Selecting a supplier of goods and services can be a complicated and costly process, which should be carefully prepared and executed in order to engage the most appropriate provider. It is however, only part of the story. Once the contract has been awarded or the order placed, it is essential to establish a mutually beneficial working relationship between the supplier and customer, in order to successfully deliver the service or goods. Supplier management allows an institution to select its suppliers carefully and negotiate the best prices for the goods and services that it needs. Supplier management includes procurement, contract development and administration, transportation and logistics, strategic planning and supplier evaluation. Supplier management also enables the purchasing organisation to monitor supplier performance; ensure that it attains its objectives; and minimize pre-tender stage violations. (SCMR Report, 2015).Strategic sourcing helps supply chain managers to plan, manage and develop the supply base; and to create an understanding of the categories of goods and services in government’s spending portfolio, their intended use and the sources of supply. This helps to identify the leverage points in the procurement areas/categories where government has buying power or influencing powers to change the industry, develop appropriate sourcing strategies, reduce costs and increase the benefits and value of the service or commodity to government. (SCMR Report, 2015).The public sector frequently underestimates how important supplier management is, and there is limited understanding about how public-sector decisions and actions affect the overall business environment. On the other hand, suppliers often take advantage of the current weak public sector SCM environment. This is evident in high prices paid for goods and services; contracts that favour certain suppliers; collusion; unethical behaviour; non-performance; and poor-quality products and services rendered. To overcome these problems, the public sector needs to develop long-term strategic supplier relationships. (SCMR Report, 2015). Reducing costs through streamlined, simplified rules and processes should result in improved public SCM.

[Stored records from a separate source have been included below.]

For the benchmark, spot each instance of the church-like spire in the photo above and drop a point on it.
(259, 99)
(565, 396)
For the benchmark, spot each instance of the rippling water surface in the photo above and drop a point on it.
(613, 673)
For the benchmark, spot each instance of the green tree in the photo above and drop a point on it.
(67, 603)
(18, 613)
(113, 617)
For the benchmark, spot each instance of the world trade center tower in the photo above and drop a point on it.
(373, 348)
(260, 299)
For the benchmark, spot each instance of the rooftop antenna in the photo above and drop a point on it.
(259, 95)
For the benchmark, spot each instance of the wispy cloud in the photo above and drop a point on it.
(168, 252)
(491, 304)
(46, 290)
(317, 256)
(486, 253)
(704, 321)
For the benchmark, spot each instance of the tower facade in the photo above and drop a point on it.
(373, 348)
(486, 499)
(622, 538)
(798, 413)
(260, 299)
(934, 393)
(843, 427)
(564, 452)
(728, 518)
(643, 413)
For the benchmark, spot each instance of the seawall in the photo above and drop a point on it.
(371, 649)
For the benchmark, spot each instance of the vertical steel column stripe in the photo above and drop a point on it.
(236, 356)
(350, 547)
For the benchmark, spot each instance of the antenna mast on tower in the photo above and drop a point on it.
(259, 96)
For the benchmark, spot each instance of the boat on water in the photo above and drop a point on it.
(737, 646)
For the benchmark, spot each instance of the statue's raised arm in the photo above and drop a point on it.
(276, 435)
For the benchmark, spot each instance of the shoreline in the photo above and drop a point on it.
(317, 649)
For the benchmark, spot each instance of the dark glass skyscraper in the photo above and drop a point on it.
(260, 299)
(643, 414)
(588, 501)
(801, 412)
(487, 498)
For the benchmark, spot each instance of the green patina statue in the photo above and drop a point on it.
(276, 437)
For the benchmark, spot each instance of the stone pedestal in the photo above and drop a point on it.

James (2010), Flow in the supply chain is two-way. Many consider supply chains only in terms of forward flow from suppliers to end users. So, SCM definitions take on a limited sourcing–logistics flavour. For the physical processes, this is largely true. But, supply chain design must include backward flows for product returns, payments and rebates, replenishment orders, repair, and other reasons. Government agencies have passed regulations that assign companies responsibility for the ultimate disposal of the products they sell. For example, electronics manufacturers have to take back and recycle parts and materials from the products that they have sold.

2.2.4Integrated Information Communication Technology Practice.According to Bhuvaneswari (2018) a key aspect of supply chain management is the ability to make strategic decisions quickly based on accurate data, and this requires an efficient and effective information system. Information is vital for a supply chain to function. Without information relayed at right time to the right place, there are no purchase orders, no shipment managers and no payments and the supply chain shuts down. Supply chain management is based on the exchange of substantial quantities of information among the buyer, supplier and carrier to increase the efficiency and effectiveness of supply chain.

According to Eric, (2018) Bain & Company’s research on what consumer’s value shows how people benefit in multiple ways from digital technology. It reduces cost, saves time, integrates sources of information, connects, organizes, informs and provides access to previously hard-to-find data and expertise; all “elements of value” that have direct application to both consumer and B2B purchasing and product usage. (Lambert-Cooper 2000; &Pohja2004) Firms in business-to-business markets are embedded in a complex network of relationships with suppliers, customers as well as a number of other stakeholders and thus, the network is embedded in and interacting with its environment. Several research studies report a positive effect of the use of IT on firm performance (e.g. Zhang et al., 2016 &Evelyne et. al, 2017).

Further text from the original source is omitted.